REVIEW: Seeking a Friend for the End of the World Falters With Forced Romance
If the world were ending imminently — say, in three weeks — would you throw off the shackles of social confines and indulge in every crazy impulse the moment inspired? Would you seek out your loved ones in order to spend your last days in their company? Would you just stay put and continue on as normal right up until the final moment? Seeking a Friend for the End of the World, the directorial debut of Nick and Norah's Infinite Playlist writer Lorene Scafaria, combines a deviously tragicomic take on the approaching annihilation of mankind with a irritatingly unconvincing and unnecessary love story.
Until romance reluctantly but unavoidably creaks into the story (seeking a friend, my ass), the film starts off so well, exploring the most prosaic of upcoming apocalypses as seen through the eyes of Dodge (Steve Carell), a man whose life has been largely unexceptional and is now about to come to an end, along with most everyone else's. (One of the film's nice touches is an overheard radio broadcast about how the planet's best and brightest are being gathered into some kind of ark — a standard issue global cataclysm plot point never touched on again, because the characters in this film aren't exceptional enough to be plucked up.) At the outset beginning, he and his wife listen to a news announcement about how a last effort to stop a giant asteroid headed toward us has failed, and that impact was in an estimated 21 days. She looks at him, and then runs for the hills, never to be seen again.
For a while, Dodge keeps going into work at his insurance company, where his boss notes that the few remaining employees are allowed to dress like it's casual Friday every day, and wonders if anyone would like to take over as CFO. On the TV, there's news that air travel has ended and cell phones are no longer working. At a dinner party being thrown by Dodge's friends Warren (Rob Corddry) and Diane (Connie Britton), polite talk about what attendees plan to do with the rest of their time (one member suggests she's going to finally take that pottery class she's been meaning to) devolves into wild debauchery, getting the children drunk and someone arriving with hard drugs like you would a nice bottle of wine for the table.
"I regret my entire life," Dodge says, and seems ready to let that be the sentiment with which he waits out Armageddon, until he has a chance encounter with his neighbor Penny (Keira Knightley), a flaky, teary Brit who has just broken up with her boyfriend Owen (Adam Brody) and now mourns the fact that she has no way to make it back to England to see her family one last time. She also has a pile of his letters that were accidentally put in her box — three years worth — including one from his high school girlfriend saying he's the love of her life. Penny has a car and Dodge knows someone who has a plane, and the two make a deal to help each other get where they need to go.

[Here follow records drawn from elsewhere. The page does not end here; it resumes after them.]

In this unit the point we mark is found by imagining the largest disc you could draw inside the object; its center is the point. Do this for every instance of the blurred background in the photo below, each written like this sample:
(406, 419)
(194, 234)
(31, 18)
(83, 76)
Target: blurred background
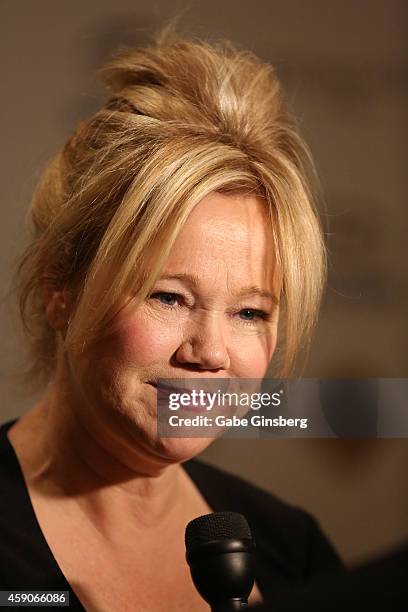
(343, 66)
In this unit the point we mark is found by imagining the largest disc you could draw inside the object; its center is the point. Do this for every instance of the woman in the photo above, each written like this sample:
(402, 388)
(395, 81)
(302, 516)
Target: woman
(172, 234)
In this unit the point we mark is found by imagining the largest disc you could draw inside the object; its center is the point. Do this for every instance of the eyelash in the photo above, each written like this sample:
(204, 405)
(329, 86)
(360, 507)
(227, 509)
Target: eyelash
(259, 314)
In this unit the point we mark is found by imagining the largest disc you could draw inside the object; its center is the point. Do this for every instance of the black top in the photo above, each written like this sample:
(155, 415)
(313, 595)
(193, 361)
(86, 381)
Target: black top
(290, 548)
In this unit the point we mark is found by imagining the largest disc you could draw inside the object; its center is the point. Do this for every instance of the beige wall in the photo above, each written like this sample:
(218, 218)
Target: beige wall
(344, 66)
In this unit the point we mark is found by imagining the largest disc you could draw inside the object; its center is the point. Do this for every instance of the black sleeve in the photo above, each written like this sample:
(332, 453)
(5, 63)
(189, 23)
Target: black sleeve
(379, 585)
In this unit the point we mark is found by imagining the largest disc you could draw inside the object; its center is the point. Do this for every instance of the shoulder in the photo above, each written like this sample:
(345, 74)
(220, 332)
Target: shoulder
(285, 532)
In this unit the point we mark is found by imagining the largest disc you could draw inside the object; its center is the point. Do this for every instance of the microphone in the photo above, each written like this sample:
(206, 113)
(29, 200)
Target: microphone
(220, 553)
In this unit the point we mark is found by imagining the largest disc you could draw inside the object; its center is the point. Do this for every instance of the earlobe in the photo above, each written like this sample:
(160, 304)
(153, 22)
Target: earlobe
(56, 308)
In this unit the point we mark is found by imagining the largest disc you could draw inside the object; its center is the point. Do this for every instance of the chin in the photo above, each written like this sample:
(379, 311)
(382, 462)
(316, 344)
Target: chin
(181, 449)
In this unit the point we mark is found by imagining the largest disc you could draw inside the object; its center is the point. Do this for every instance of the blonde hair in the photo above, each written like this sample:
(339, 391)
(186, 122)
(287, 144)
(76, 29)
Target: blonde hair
(185, 118)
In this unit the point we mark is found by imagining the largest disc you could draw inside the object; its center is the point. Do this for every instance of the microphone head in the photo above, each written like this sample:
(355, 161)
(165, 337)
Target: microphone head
(219, 551)
(216, 526)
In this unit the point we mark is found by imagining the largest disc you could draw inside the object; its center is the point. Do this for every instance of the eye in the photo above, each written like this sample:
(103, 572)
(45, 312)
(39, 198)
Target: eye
(252, 315)
(166, 298)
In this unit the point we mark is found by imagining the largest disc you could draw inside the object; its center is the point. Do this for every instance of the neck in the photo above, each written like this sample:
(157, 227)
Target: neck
(112, 482)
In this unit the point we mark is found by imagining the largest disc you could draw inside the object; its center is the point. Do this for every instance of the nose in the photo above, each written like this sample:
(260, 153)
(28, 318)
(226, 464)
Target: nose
(204, 346)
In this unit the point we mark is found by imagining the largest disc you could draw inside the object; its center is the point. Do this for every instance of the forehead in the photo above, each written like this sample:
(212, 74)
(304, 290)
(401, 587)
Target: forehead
(226, 235)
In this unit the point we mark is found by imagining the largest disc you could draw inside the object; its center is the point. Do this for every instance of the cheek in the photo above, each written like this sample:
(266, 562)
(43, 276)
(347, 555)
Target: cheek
(252, 355)
(144, 340)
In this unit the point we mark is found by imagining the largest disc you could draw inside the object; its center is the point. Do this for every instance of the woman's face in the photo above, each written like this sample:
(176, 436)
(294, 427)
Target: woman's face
(213, 313)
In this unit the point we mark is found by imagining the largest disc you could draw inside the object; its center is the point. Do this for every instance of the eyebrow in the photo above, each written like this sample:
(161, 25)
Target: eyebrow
(245, 292)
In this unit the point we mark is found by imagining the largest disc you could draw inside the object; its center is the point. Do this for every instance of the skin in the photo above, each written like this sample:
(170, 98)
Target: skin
(92, 438)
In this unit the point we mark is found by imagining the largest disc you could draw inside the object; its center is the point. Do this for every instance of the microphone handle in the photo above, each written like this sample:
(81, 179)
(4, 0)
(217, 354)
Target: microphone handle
(230, 605)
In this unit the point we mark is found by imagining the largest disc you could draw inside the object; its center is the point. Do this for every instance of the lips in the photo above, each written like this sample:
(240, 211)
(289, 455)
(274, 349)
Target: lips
(166, 389)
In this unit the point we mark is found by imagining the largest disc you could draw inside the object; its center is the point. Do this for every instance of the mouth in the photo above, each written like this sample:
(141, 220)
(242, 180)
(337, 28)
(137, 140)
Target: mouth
(167, 389)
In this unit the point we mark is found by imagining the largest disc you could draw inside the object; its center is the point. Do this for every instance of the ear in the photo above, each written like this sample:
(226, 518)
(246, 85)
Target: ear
(56, 307)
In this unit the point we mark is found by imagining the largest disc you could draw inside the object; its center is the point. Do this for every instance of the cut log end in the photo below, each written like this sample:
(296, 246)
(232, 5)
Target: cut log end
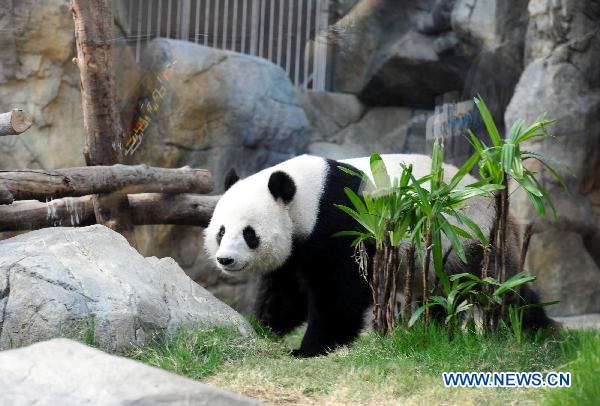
(20, 121)
(14, 122)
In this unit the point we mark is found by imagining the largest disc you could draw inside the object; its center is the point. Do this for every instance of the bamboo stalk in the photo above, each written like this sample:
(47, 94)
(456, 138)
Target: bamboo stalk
(408, 282)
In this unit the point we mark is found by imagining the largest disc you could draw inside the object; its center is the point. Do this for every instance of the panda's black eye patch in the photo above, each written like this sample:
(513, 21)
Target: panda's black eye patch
(220, 234)
(251, 238)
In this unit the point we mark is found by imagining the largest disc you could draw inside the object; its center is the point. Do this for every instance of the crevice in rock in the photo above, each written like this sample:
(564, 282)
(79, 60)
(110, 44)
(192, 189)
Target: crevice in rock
(4, 297)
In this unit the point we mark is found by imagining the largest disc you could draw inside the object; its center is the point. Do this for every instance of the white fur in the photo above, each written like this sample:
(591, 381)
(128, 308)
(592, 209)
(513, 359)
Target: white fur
(249, 202)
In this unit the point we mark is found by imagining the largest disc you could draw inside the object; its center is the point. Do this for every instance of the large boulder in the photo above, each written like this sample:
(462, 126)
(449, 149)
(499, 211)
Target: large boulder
(562, 79)
(64, 372)
(59, 282)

Seeking a Friend for the End of the World is primarily a meander through random encounters on the road toward Dodge's old sweetheart, most of them wild-eyed but sweet — aside from a riot that springs up in Los-Angeles-barely-pretending-to-be-New-York, where the pair live, the film's world is good-hearted even when faced with impending doom. Whether encountering survivalists or the dedicated, giddy employees of a chain restaurant, everyone quivers with a delirious what-the-hell vibe that's melancholy and amusing.
Our obsession with the apocalypse is stronger than ever — it practically merits its own movie subsection, if its too scattered to be a genre. There's no reason why the end of the world shouldn't get the romantic comedy treatment, but the connection that springs up between Dodge and Penny feels awkward and forced. It's not just that Carell is 22 years older than Knightley, or that the process in which he falls in love with her consists of him staring puppy-dog like while she weeps on the phone to her family — it's that the idea of two people finding an unexpected connection to one another and offering up kindness in desperate times is actually much more touching than the insistence that they're last-minute soulmates.
Carell and Knightley have no spark of romantic chemistry between them — in fact, they actually clash in more interesting ways, with Dodge being a morose wet blanket and Penny coming across as a disaster who tends to allow major mistake to happen and then cry about them. The things they stumble onto — dinner in an abandoned house, a line of people headed to the beach — have a warm, wistful tangibility to them, in the way that you'd think the conscious gathering of last experiences would. Seeking a Friend for the End of the World's effusive declarations of love just seem like the stagey stuff of movies — they've got nothing on the moment in which Dodge lies on the carpet and listens the Walker Brothers' "The Sun Ain't Gonna Shine (Anymore)" on vinyl while he waits for the earth to be destroyed.